LinkD
Understanding Win32 Reparse Points
Reparse points are an often used, but seldom understood object that's available with Windows. At the time of writing, reparse points are only available with NTFS, but they could be made available with future file systems as well.
Reparse points allow us to things such as mounting a disk volume to a folder, or allowing a folder to point to some other folder (useful for managing disk space in some situations, or for creating a contiguous file tree out of non-contiguous directories).
However, using these features without understanding the subtleties of how it works can often lead to mistakes being made that can directly impact your ability maintain the files system, perform backups, manage security, etc..
In this article we'll explore basics of what a reparse point is, and then focus on understanding the reparse points used for Junctions and Volume Mount Points.
A Junction is a reparse point used to point one directory to another.
A Volume Mount Point is a reparse point used to point a directory to a disk volume, so the disk volume is mounted to that directory.
What is a Reparse Point
According to the MSDN reparse point page, a reparse point is as follows:
A file or directory can contain a reparse point, which is a collection of user-defined data. The format of this data is understood by the application which stores the data, and a file system filter, which you install to interpret the data and process the file. When an application sets a reparse point, it stores this data, plus a reparse tag, which uniquely identifies the data it is storing. When the file system opens a file with a reparse point, it attempts to find the file system filter associated with the data format identified by the reparse tag. If a file system filter is found, the filter processes the file as directed by the reparse data. If a file system filter is not found, the file open operation fails
To rephrase this, a reparse point is a special file or folder, which instead of containing the usual data contains two special bits of data:
- A reparse point tag
- The user defined data
This data is interpreted by a special program called a “file system filter driver”.
When the Windows OS is walking down the file system (parsing the file system) and encounters a reparse point, it uses the reparse point tag to determine which file system filter to use, and then passes the user defined data to that filter to process it. This is where the term “reparse” comes from. The OS parses the data once, and determines it's a reparse point, then the file system filter re-parses the data to get the “real” data or the desired result.
In the case of a Junction or a Volume Mount Point, the file system filter is provided by Microsoft, and is part of the Windows operating system.
Reparse Point Tags
The reparse point tag is an identifier that is registered with Microsoft that allows the OS to determine which file system filter driver to use to interpret a given reparse point.
The MSDN page for reparse point tags lays out the structure of the tag in a straightforward manner, and we will not repeat it here.
The only two fields in the tag of real interest to us that I'll point out are that the first bit indicates if the tag is an MS tag, and the last 16 bits uniquely identify the tag type.
However, for our purposes, we really only need to consider the tag as a whole.

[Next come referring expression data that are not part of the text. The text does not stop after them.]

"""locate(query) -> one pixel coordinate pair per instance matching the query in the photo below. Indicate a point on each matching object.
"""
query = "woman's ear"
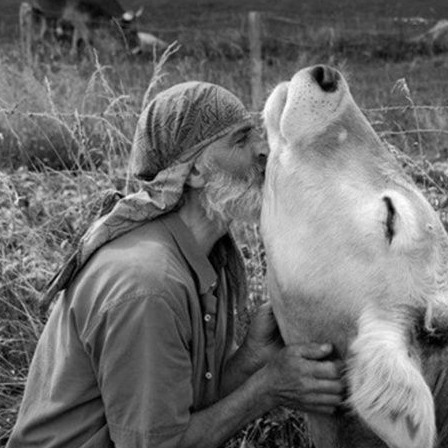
(196, 178)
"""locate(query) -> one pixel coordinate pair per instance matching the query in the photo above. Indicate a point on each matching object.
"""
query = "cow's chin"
(227, 199)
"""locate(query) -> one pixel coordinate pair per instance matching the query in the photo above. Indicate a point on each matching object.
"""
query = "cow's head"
(356, 254)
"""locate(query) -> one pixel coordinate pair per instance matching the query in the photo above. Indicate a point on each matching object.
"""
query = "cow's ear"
(139, 12)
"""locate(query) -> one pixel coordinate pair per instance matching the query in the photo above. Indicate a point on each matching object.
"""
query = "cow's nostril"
(326, 77)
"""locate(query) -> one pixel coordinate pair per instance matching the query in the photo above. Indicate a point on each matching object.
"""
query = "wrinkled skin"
(357, 257)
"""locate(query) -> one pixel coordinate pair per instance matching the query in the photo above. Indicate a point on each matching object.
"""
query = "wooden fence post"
(255, 60)
(26, 31)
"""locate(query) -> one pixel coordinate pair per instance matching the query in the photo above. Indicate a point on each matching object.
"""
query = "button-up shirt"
(135, 345)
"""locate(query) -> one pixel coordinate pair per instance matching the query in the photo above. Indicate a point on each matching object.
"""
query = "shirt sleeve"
(140, 351)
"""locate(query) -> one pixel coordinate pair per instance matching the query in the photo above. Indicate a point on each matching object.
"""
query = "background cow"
(357, 257)
(82, 16)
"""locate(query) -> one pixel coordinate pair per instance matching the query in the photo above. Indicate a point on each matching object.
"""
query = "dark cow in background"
(83, 16)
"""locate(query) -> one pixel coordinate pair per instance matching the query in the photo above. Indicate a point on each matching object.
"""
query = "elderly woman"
(138, 350)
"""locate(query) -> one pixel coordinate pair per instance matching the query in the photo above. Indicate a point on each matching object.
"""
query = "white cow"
(85, 15)
(357, 257)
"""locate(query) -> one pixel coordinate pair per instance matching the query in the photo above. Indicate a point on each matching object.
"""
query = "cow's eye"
(390, 219)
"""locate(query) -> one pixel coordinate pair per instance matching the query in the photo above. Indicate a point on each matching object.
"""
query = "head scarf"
(171, 132)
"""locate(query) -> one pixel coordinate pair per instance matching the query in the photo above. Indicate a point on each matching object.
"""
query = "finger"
(328, 386)
(322, 399)
(319, 409)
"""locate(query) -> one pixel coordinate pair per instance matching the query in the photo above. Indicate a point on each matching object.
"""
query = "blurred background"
(68, 108)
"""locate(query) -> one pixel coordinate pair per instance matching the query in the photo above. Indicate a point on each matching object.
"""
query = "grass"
(66, 131)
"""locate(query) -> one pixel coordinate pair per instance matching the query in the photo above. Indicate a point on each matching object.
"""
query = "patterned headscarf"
(171, 132)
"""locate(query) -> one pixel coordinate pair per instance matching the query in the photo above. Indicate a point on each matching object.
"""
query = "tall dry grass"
(65, 135)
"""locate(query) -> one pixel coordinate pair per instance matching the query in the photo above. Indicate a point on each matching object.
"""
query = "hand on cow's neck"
(206, 231)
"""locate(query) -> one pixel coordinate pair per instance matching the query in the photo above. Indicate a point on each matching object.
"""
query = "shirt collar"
(191, 250)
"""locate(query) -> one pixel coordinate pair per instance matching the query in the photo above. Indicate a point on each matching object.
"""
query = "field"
(66, 127)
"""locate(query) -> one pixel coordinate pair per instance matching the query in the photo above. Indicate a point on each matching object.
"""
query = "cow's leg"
(387, 388)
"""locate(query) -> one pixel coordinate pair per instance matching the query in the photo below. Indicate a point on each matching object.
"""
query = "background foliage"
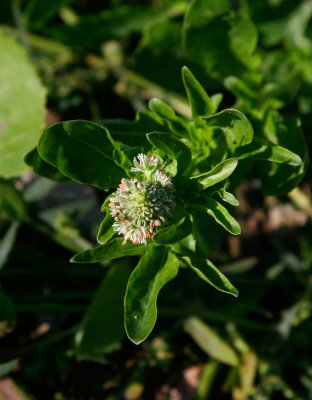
(69, 60)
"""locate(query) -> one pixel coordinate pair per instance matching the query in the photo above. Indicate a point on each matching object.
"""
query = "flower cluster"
(139, 207)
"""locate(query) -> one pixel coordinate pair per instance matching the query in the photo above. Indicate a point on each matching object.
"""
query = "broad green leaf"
(231, 129)
(102, 329)
(199, 100)
(82, 151)
(124, 154)
(43, 168)
(219, 213)
(156, 268)
(22, 102)
(11, 201)
(7, 243)
(211, 274)
(218, 173)
(173, 234)
(106, 229)
(173, 147)
(109, 251)
(210, 342)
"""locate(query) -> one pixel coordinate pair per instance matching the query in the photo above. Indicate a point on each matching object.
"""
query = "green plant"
(173, 175)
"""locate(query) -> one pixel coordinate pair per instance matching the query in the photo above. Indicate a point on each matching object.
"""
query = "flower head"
(139, 207)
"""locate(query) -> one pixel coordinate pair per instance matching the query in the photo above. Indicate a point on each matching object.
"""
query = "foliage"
(183, 167)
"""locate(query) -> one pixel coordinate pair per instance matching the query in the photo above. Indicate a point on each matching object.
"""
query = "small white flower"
(139, 207)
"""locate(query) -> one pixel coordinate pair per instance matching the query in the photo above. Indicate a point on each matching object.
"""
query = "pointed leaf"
(43, 168)
(212, 275)
(210, 342)
(106, 230)
(102, 328)
(155, 269)
(22, 106)
(173, 234)
(109, 251)
(218, 173)
(173, 147)
(220, 214)
(230, 126)
(199, 100)
(82, 151)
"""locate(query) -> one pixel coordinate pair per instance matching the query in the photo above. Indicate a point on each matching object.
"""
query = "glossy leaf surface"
(82, 151)
(155, 269)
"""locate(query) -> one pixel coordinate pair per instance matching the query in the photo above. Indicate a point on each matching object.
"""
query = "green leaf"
(279, 179)
(7, 243)
(172, 147)
(210, 342)
(177, 125)
(124, 154)
(102, 329)
(133, 133)
(106, 229)
(155, 269)
(173, 234)
(199, 100)
(8, 367)
(42, 168)
(162, 109)
(261, 149)
(228, 197)
(7, 314)
(218, 173)
(219, 213)
(82, 151)
(12, 202)
(220, 38)
(22, 99)
(37, 13)
(208, 234)
(211, 274)
(109, 251)
(231, 129)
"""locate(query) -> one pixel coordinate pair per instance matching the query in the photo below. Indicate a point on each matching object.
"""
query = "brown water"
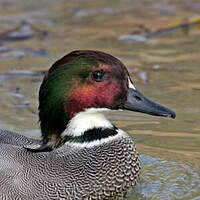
(166, 69)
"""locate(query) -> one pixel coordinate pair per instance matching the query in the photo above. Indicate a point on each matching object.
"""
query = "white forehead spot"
(130, 85)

When writing a program that examines reparse points, you will typically compare the entire tag value, not individual fields in the tag.

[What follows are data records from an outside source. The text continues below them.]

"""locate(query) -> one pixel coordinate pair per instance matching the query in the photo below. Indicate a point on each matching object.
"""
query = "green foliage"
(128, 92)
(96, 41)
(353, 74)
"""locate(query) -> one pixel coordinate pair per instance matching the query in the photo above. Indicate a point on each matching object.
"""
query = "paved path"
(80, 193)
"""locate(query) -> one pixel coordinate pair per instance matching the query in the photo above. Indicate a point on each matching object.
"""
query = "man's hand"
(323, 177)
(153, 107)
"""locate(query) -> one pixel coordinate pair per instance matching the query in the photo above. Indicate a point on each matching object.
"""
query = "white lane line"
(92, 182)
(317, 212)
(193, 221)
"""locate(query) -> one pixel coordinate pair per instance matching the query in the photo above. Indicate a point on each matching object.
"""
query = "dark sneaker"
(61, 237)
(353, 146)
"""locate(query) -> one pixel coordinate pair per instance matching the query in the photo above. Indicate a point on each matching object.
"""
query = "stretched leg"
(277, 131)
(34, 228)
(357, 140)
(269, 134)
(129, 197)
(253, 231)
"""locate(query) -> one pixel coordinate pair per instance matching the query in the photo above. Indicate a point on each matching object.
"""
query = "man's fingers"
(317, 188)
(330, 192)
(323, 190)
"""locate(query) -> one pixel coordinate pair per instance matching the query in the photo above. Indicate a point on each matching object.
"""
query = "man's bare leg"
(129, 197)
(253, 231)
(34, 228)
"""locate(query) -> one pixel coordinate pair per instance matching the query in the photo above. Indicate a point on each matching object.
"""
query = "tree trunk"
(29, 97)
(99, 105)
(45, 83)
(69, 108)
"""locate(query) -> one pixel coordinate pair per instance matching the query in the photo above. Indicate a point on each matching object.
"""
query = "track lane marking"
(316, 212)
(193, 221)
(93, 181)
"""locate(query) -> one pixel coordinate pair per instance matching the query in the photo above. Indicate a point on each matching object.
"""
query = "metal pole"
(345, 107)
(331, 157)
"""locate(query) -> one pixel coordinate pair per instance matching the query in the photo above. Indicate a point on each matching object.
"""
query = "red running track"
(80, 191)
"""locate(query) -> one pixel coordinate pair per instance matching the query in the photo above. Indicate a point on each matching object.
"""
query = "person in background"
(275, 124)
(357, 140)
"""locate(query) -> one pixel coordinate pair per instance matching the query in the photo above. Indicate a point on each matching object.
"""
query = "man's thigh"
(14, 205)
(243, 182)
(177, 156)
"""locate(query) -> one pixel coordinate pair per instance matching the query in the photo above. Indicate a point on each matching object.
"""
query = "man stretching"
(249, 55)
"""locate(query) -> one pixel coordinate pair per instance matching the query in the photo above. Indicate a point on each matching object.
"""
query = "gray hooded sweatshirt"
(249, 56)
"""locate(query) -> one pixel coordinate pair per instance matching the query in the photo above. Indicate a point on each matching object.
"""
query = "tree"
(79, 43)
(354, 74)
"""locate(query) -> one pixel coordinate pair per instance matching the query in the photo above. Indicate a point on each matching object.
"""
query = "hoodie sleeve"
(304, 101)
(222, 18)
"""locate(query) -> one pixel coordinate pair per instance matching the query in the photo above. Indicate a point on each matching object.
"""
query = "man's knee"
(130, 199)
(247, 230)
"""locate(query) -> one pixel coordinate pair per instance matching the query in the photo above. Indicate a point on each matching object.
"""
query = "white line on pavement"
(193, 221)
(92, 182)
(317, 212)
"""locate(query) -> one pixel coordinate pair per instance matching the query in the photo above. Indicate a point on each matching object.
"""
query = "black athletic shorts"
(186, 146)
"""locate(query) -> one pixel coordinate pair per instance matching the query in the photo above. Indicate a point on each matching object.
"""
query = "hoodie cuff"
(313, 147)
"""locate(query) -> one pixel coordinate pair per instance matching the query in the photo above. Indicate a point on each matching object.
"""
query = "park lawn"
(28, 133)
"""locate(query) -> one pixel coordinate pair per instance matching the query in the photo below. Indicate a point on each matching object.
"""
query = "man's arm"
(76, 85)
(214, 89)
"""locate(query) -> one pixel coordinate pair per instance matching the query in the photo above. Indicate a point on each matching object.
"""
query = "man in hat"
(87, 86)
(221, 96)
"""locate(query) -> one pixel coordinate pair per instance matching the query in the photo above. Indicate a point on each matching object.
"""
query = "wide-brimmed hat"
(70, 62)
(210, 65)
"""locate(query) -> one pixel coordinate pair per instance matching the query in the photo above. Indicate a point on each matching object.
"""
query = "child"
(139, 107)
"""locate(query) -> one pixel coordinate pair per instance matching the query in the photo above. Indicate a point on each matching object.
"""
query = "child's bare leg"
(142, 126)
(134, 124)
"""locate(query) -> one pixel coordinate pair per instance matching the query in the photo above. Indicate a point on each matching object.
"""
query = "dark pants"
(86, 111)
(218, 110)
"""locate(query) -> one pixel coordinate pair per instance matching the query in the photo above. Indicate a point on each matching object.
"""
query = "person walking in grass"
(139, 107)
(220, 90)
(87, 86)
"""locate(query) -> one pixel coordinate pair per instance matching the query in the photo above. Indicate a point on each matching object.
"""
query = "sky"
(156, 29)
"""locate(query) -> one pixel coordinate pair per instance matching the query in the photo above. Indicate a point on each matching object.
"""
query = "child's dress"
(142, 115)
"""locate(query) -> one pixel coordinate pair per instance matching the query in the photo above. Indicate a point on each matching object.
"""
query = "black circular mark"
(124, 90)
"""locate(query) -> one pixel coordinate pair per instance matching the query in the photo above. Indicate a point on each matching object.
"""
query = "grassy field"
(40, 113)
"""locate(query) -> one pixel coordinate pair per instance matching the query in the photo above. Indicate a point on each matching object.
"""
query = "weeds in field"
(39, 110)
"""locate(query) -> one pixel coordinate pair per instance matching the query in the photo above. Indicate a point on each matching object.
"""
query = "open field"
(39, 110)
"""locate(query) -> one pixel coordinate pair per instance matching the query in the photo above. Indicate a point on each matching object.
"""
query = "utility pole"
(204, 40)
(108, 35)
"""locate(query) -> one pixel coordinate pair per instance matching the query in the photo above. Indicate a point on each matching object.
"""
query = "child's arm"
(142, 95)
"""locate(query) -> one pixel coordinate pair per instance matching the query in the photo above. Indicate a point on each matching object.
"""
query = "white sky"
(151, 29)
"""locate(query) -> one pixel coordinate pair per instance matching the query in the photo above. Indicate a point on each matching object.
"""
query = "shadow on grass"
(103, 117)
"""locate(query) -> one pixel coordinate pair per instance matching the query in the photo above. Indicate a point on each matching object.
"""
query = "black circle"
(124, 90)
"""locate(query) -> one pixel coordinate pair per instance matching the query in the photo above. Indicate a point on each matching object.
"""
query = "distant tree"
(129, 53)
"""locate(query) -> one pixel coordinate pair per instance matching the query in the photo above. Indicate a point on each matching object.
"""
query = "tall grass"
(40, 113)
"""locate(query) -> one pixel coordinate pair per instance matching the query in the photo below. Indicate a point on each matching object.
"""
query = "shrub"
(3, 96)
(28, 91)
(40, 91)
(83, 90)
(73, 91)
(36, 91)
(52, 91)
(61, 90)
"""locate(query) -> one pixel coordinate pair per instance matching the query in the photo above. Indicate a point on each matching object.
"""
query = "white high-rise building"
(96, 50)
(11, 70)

Microsoft defines these tag types in winnt.h:
- IO_REPARSE_TAG_DFS
- IO_REPARSE_TAG_DFSR
- IO_REPARSE_TAG_HSM
- IO_REPARSE_TAG_HSM2
- IO_REPARSE_TAG_MOUNT_POINT
- IO_REPARSE_TAG_SIS
- IO_REPARSE_TAG_SYMLINK
The tag IO_REPARSE_TAG_MOUNT_POINT (0xA0000003L) is the tag that identifies both Junctions and Volume Mount points, and is what we will focus on for the rest of the article.
The “User Defined Data”
The data in the reparse point is whatever the filter driver needs to be able to find the desired data.
The data is returned in one of two different structs depending on if the reparse point is a Microsoft reparse point or not (remember that the first bit in the tag will be a 1 if it is a Microsoft reparse point).
If it is a MS tag, the struct will be a REPARSE_DATA_BUFFER, otherwise it will be a REPARSE_GUID_DATA_BUFFER
In the case of IO_REPARSE_TAG_MOUNT_POINT reparse points, the PathBuffer field on the REPARSE_DATA_BUFFER struct identifies the target pointed to by the junction or volume mount point.
If it is a junction, it will have a path such as:
\??\D:\MyTargetFolder
If it is a volume mount point, it will contain the volume ID such as:
\??\Volume{e124abc3-1234-5678-0ab1-e32f863291ab3}\
One curiosity to note is the “\??\” prefix on the substitute name paths. We'll discuss this later on.
Viewing a Reparse Point
When working with a reparse point, you will obviously want to be able to examine the tag and the reparse data. However, you can't just double click the reparse point in Windows Explorer, as that will reparse it and open the target.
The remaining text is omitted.